Negative reinforcement – escape or avoidance
Negative reinforcement is when the animal learns to escape or avoid something unpleasant by performing a specific behaviour.
Escape or avoidance are technical terms in this context.
Let’s take a doggie example, just so that the dog people feel that reading on is relevant – after all, the same learning principles apply to all animal species, not just horses.
Say you’re walking your dog. He pulls ahead, and the leash gets taught, which is uncomfortable. So he stops pulling, which reduces the pressure on the leash. He just performed an escape response. Not ‘escape’ as in running for his life but as in performing a behaviour that terminates an ongoing unpleasant stimulus.
In other words, the dog who successfully performs an escape response has control over the end of the unpleasant stimulation. He has figured out how to end it.
Later he may learn what serves as a warning signal announcing that he’s about to experience the tightening of the leash – whether it’s a certain behaviour from the handler, or something that happens in the environment, such as seeing another dog. So he returns closer to the handler when he perceives the warning signal, and has thus avoided experiencing the increased leash pressure.
‘Avoidance’ is a technical term here. It means that the aversive stimulus is not applied. A horse who’s standing still as you’re saddling him is showing avoidance behaviour if he’s learned that shying away is met with unpleasantness. So, even though he’s just standing still, technically he’s showing avoidance behaviour.
So, for the animal, successful avoidance means controlling the start of the unpleasant stimulation. He has figured out how to avoid its onset.
This concept of control is extremely important when it comes to empowering animals and maintaining high welfare. Empowered animals are resilient; they aren’t as emotionally affected by aversive events. And vice versa, the welfare of animals who lack control over aversive events is potentially challenged.
It may sound as though I’m promoting negative reinforcement, as if it’s unproblematic. “It gives the animal control; the animal gets empowered and resilient”.
It’s not that simple.
Negative reinforcement is often carried out badly, and since it involves aversive stimuli, it has the same potential unwanted, unhealthy and dangerous side effects as punishment.
What dangerous side effects?
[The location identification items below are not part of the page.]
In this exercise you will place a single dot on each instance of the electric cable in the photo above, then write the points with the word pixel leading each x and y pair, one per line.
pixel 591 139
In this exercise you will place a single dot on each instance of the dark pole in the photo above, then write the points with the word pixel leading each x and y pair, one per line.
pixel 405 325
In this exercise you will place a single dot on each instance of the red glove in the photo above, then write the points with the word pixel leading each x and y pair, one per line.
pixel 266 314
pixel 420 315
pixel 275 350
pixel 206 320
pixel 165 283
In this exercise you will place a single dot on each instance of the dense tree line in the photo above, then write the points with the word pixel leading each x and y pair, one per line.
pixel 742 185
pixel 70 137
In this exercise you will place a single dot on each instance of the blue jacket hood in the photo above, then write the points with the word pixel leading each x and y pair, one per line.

I listed 20 problems with punishment here.
So, negative reinforcement potentially carries some serious fall-out, and there are more effective ways of getting behaviour, such as using positive reinforcement.
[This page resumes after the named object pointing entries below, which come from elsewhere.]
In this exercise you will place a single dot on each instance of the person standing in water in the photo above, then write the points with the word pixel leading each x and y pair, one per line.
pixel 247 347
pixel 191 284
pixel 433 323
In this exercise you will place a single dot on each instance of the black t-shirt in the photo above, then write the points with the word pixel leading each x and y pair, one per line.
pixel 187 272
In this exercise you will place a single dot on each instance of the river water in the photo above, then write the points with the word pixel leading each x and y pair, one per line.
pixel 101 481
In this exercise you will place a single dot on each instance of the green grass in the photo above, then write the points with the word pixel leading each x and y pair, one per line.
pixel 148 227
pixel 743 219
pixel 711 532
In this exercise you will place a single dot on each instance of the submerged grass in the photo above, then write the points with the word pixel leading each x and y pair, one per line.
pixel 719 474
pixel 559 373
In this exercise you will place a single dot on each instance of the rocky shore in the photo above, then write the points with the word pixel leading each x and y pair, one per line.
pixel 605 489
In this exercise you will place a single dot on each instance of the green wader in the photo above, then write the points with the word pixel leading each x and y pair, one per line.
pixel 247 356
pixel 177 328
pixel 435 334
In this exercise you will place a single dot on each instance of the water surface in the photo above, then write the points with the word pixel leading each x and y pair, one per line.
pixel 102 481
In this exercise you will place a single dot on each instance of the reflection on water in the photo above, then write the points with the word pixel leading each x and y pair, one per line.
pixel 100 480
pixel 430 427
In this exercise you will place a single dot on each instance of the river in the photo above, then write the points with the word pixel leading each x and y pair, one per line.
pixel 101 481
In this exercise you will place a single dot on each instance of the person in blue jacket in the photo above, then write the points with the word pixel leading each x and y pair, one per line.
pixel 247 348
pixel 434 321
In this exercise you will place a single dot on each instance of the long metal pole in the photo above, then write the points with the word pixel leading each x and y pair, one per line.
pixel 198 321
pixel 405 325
Positive reinforcement – the preferred approach.
Positive reinforcement is when the animal learns to get access to some type of resource, or something pleasant, by performing a specific behaviour. For instance, the dog gets treats, praise, petting or eye contact when he stays close to the handler. He then spends more time close to the handler to get continued access to those resources.
This approach to teaching and training animals is a lot less problematic than negative reinforcement, and generally results in more enthusiastic learners and better performance.
Also, positive reinforcement is generally more forgiving if you mess up as a trainer. Not to say that positive reinforcement training is without potential pitfalls, though.
The difficulty of transitioning
So which choices are there?
Let’s say you’re a traditionally schooled horse trainer, skilled at using negative reinforcement… would you wake up one day and drop those highly developed skills, and switch to something you’ve never tried before – positive reinforcement?
As far as I’ve understood, and to their immense credit, many horse people actually do try this. They leave familiar ground and try something new, perhaps without an experienced coach mentoring them – and then their horse gets overexcited and starts mugging them, and many of those brave trainers quit.
Not being a horse person, I didn’t realize this problem existed until I started hearing it from my students, but it’s a story that keeps coming back.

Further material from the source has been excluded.